Mullins serves meals to the disabled, works the front desk, helps with fundraisers, and she served several years on the board there…
"I count money a couple of days a week and just anything. I don't like being idle, so if I see something needs to be done, and I answer the phone, too, a lot, and I'll probably do that tomorrow for a lady that's gone."
Mullins and some other ladies at the Southside Senior Center also sing ten to 12 times each month for nursing home residents. She sings in two groups…the Little Bunch and the Brady Bunch. When Mullins isn’t at the Senior Center, visiting her husband or singing to other nursing home residents, she’s involved in her church and in the Red Hat Society. When she has time to reminisce—with isn’t often with her busy schedule—she reflects on a different time—one where neighbors know each other. She says it’s a shame it isn’t that way today…

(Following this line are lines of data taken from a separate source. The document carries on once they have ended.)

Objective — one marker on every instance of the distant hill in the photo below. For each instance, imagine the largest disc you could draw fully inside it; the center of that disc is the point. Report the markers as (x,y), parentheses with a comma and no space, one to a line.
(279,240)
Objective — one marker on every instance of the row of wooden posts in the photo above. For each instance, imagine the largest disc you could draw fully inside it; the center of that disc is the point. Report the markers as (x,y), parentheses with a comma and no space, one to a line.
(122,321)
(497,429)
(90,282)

"Used to we neighbored. But you don't--neighbors don't neighbor anymore, you know, they don't visit, they don't take care of each other like we used to then, and you used to visit, we don't visit. I really miss that. They're all friendly to speak to, but as far as knowing them, I don't know them at all."
But Mullins isn’t limiting her neighborliness to those who live around her. Lolita Albers says Mullins serves as a role model for all of us…
"If you want to live a good life and be a good neighbor, watch Peggy and do what she does."
One other person who benefits from Mullins kindness is her husband, songwriter Johnny Mullins…he’s in a nursing home suffering from Alzheimer’s. She sings to him when she visits--she says she thinks it helps him to remember. Johnny Mullins wrote “Success” for Loretta Lynn, “Blue Kentucky Girl” for Emmylou Harris, which won her a Grammy and earned Mullins a Grammy nomination and “Company’s Comin’” for Porter Waggoner…
For KSMU News, I’m Michele Skalicky.